Он сказал, что никогда меня не оставит.
Из ЗАГСа Макс выносил меня на руках. Пережив фотосессию в специально отведенной для этого комнате, мы были готовы на счастье получить в лоб рисом и монетками.
Впрочем, нашлись и те, кто бросал в нас лепестки роз. Спустившись по ступеням вниз, мой тогда уже муж закружил меня под ликование родственников и друзей и с улыбкой прошептал мне прямо в губы:
— Я буду любить тебя, даже когда мы станем двумя старыми пеньками. И знаешь, наши корни точно будут сросшимися.

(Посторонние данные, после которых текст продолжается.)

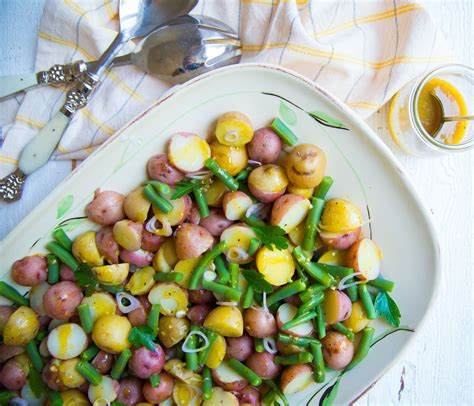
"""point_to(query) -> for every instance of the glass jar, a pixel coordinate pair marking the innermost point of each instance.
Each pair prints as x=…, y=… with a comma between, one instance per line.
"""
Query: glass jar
x=404, y=119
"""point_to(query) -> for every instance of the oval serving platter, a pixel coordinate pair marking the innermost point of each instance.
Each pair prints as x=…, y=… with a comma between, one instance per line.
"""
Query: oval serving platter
x=363, y=168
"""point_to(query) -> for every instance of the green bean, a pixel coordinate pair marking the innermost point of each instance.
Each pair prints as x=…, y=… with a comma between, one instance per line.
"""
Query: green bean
x=89, y=372
x=168, y=276
x=204, y=263
x=221, y=174
x=53, y=269
x=286, y=291
x=312, y=269
x=154, y=318
x=159, y=201
x=382, y=284
x=245, y=372
x=120, y=364
x=64, y=256
x=344, y=330
x=206, y=383
x=320, y=322
x=284, y=132
x=323, y=188
x=85, y=317
x=201, y=203
x=34, y=355
x=230, y=293
x=300, y=358
x=10, y=293
x=363, y=349
x=311, y=225
x=367, y=301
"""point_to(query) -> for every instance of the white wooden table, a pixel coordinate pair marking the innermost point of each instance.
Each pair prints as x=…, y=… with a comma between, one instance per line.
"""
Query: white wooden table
x=439, y=366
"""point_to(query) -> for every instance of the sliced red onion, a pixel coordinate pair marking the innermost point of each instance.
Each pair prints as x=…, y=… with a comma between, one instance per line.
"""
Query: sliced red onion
x=134, y=302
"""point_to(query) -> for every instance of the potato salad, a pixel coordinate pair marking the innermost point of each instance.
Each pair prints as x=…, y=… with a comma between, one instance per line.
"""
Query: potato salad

Более романтичного признания в любви я больше от него не слышала никогда.
— Остановите здесь, — попросила я, заприметив центральную арку городского парка.
Оставив водителю щедрую оплату (кажется, сгребла всю наличку, что еще оставалась в кошельке), я вышла на пустынную аллею. Здесь, под этими старыми дубами, мы гуляли с коляской, когда Кате было три месяца. Максим тогда боялся даже прикоснуться к крошечной дочери — такой хрупкой и маленькой. Когда я впервые взяла ее на руки в роддоме, мне казалось, что она может сломаться от одного моего неловкого движения.
— Ты представляешь, — говорил Макс, осторожно проводя пальцем по щеке спящей Кати, — мы теперь навсегда связаны. Ты, я и эта малышка. Никто и ничто нас не разлучит.